Attorneys claim Louisville police targeted Jamarcus Glover to get the wheels moving on a real estate development plan for his neighborhood.

LOUISVILLE, Ky. — Attorneys for Breonna Taylor say her death is connected to a gentrification effort in west Louisville.

In an amended lawsuit filed in Jefferson Circuit Court Sunday, Tamika Palmer and attorneys representing Taylor's estate said Louisville police targeted her ex-boyfriend, Jamarcus Glover, to get the wheels moving on a "high dollar real estate development plan for Elliott Avenue."

The 30-page lawsuit claims LMPD created a special squad called Place Based Investigations that primarily focused on "certain areas which needed to be cleared for real estate development projects to proceed."

The suit says some of the homes on Elliott Avenue had already been demolished in previous months and that a home in the 2400 block of Elliott Avenue was in the way of efforts.

Attorneys said the home, occupied by Glover, Adrian Walker and another person, was a primary target of the LMPD’s Criminal Interdiction Division, which the PBI is allegedly under.

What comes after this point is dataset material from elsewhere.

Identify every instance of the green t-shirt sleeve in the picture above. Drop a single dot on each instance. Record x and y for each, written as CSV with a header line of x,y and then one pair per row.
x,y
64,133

The lawsuit claims CID officers were "deliberately misled" to believe they were targeting some of the city’s "largest violent crime and drug rings" by going after the home's occupants, saying it would have been helpful in reducing crime and violence.

Attorneys said the men were not remotely close to "Louisville versions of Pablo Escobar and Scarface," but were instead a setback to a large real estate development deal that needed to be "cleaned up."

The suit also claims officers staged an ambulance nearly an hour before executing the warrant at Taylor's apartment on March 12 in hopes of arresting Glover, but then called it off because they arrested him at a separate home.

When police found that Adrian Walker and another suspect were not at that home, the suit says police turned their attention to Breonna’s home nearly 10-miles away from the Elliott Avenue location.

"Connecting the dots, it’s clear that these officers should never have been at Breonna Taylor’s home in the first place, and that they invaded the residence with no probable cause," Taylor's attorneys said in a statement. "The officers who robbed Breonna of her life — and Tamika Palmer of her daughter —  exhibited outrageous, reckless, willful, wanton and unlawful conduct."

Jean Porter, director of communications with Mayor Greg Fischer's office, called the allegations "outrageous."

"Those are outrageous allegations without foundation or supporting facts," Porter said. "They are insulting to the neighborhood members of the Vision Russell initiative and all the people involved in the years of work being done to revitalize the neighborhoods of west Louisville."

Porter said Fischer has been committed to helping west Louisville by supporting projects like the new YMCA, the Louisville Urban League's Sports and Learning Complex and the Beecher Terrance initiative.

Mary Ellen Wiederwohl, chief of the city's Louisville Forward department, said their project's goal has always been to provide a safe, affordable neighborhood for Russell neighborhood residents. Wiederwohl said the city acquires homes through foreclosures or sales, saying less than half the homes there are occupied.

"This is a gross mischaracterization of the project," Widerwohl said. "The work along Elliott Ave is one small piece of the larger Russell neighborhood revitalization and stabilization work we’ve been doing for years, including the transformation of Beecher Terrace through Choice neighborhoods grants."